Jadwiga przyglądała się, jak wiatr szarpie płaszcze przechodniów i wywraca parasole. Co chwilę zerkała ukradkiem na jego dłoń na kierownicy. Jeździł płynnie, pewnie trzymał kierownicę. „No tak, idealny. I co? Zakochałaś się? Zawiezie cię i tyle go zobaczysz”.

— Jestem Marek. A ty?

Chciała odpowiedzieć coś w stylu „nazywają mnie Jadwigą”, ale uznała, iż to zbyt dziecinne. Dlaczego w ogóle była dla niego niemiła? To nie jego wina, iż urodził się tak przystojny.

— Jadwiga.

— Piękne imię. W przedszkolu podobała mi się dziewczynka, też Jadzia. Obiecałem, iż się z nią ożenię.

— I? Ożeniłeś się?

— No… To było przedszkole.

Dopiero teraz zauważyła cichą muzykę. Czy grała cały czas? Czy tak bardzo skupiała się na nim, iż niczego innego nie słyszała?

Poczuła też zapach skóry i czegoś jeszcze. Jakby nagle odzyskała zmysły. Przesunęła się wygodniej na siedzeniu.

— Która klatka? — zapytał Marek.

Dopiero teraz zobaczyła swój dom. „Szybko. A tak się przyzwyczaiłam do tej jazdy”.

Samochód stanął, Jadwiga wyszła, osłaniając się przed wiatrem.

— A zakupy? — zawołał Marek, podając jej torbę.

— Dziękuję — wzięła ją, nie patrząc na niego, i ruszyła w stronę klatki.

Długo grzebała w kieszeni po klucze. Wreszcie weszła do środka i odetchnęła. Usłyszała warkot silnika.
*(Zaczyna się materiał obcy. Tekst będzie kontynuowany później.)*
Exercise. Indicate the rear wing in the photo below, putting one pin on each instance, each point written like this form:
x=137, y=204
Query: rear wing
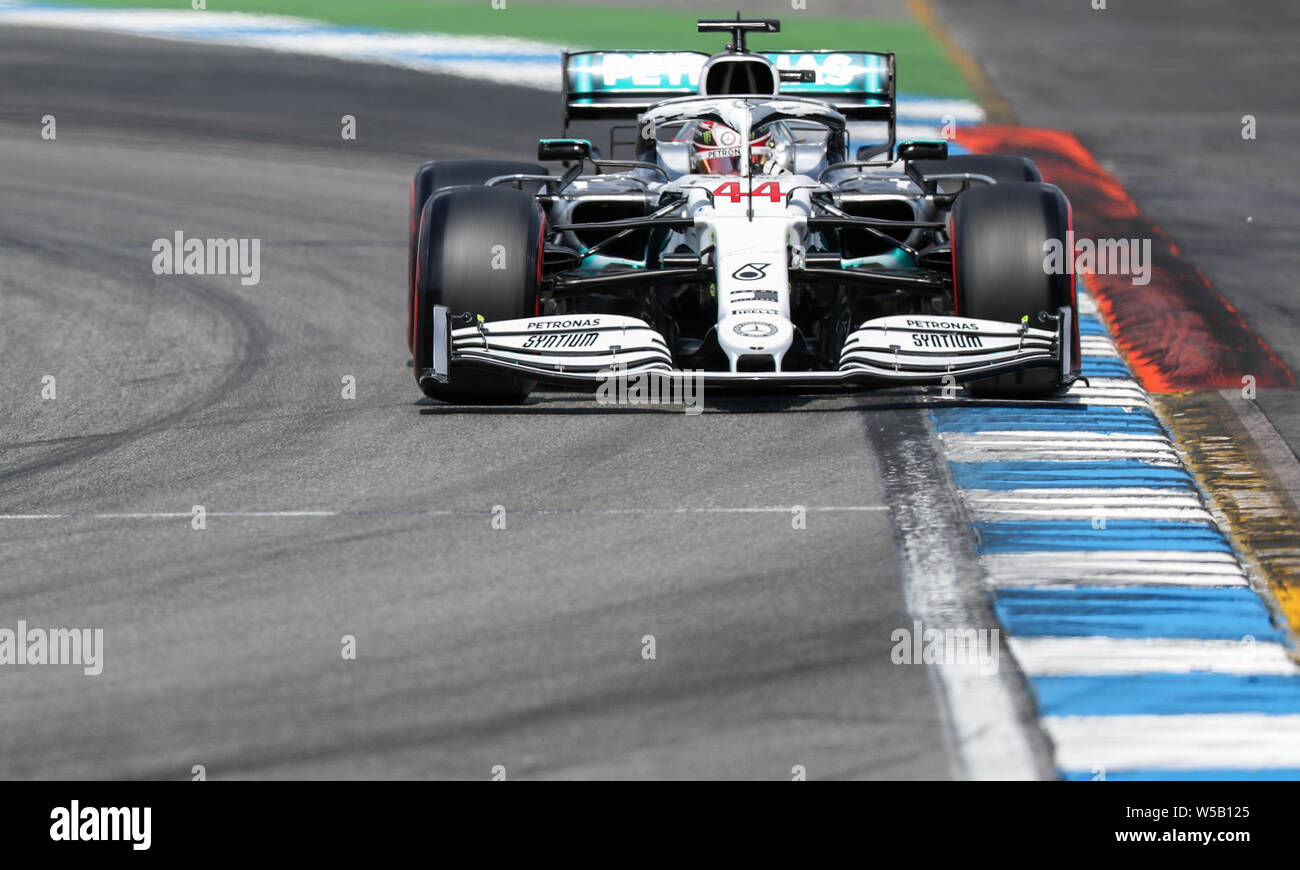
x=619, y=85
Czekał, aż będzie bezpieczna w domu.

„Boże, jak ja wyglądam?” — pomyślała, patrząc na swoje odbicie w lustrze windy. „Tacy mężczyźni nie są sami. Na pewno ma żonę, może dzieci. Podwiózł i zapomni”.

Codziennie wstępowała teraz do sklepu, ale więcej go nie spotkała.

Aż dwa dni później zobaczyła jego samochód pod blokiem. Najpierw pomyślała, iż się pomyliła. Numerów nie zapamiętała, ale rozpoznała po kształcie. „Czyli jednak psychopata?”

Marek wysiadł.

— Czekam na ciebie, Jadziu.

— Po co?

— Nie wiem. Nie mogłem przestać o tobie myśleć.

— Przedszkolna miłość nie daje sp— Może i tak — odparł cicho, otwierając drzwi samochodu, a ona spojrzała w jego oczy i zrozumiała, iż czasem choćby deszcz może przynieść szczęście.